AI and saliva proteins could help improve early detection of head and neck cancer
Researchers supported by the NIHR Biomedical Research Centre: Bristol have shown that artificial intelligence could help improve the early detection of head and neck cancer using saliva samples. Crucially they’ve demonstrated this can happen even when only small numbers of patient samples are available for study.
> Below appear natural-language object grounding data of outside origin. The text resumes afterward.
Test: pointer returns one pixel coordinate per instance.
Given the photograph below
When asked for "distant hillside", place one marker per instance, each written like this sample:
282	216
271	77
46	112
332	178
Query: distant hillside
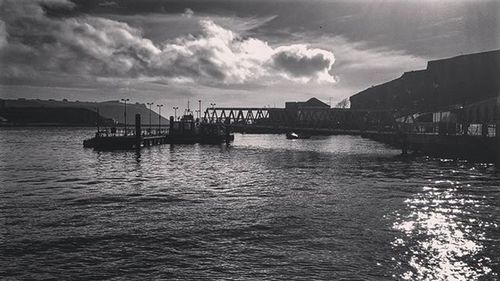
67	112
459	80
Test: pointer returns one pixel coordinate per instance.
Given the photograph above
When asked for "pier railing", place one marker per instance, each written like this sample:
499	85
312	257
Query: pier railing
131	131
In a proof-of-concept study, the team combined:
- Deep learning
- Large-scale proteomic data from UK Biobank
- Synthetic data generation
This allowed them to learn cancer-related patterns that were transferable across sample types, i.e. from blood plasma to saliva. Findings from the study suggest this approach could help address some of the biggest challenges in biomarker research, including small datasets, differences between tissue types and imbalanced case numbers.
Proteomics is the large-scale study of proteins. Proteins collected from human blood, saliva and tissues might play a role in cancer detection because they can reflect how a tumour changes as it develops. This makes them valuable candidates for identifying cancers early enough for them to still be treatable.
The researchers used plasma protein data from more than 13,000 cancer cases and nearly 40,000 controls in UK Biobank to train deep learning models. They tested this approach in an independent study of 156 saliva samples from people with and without head and neck cancer.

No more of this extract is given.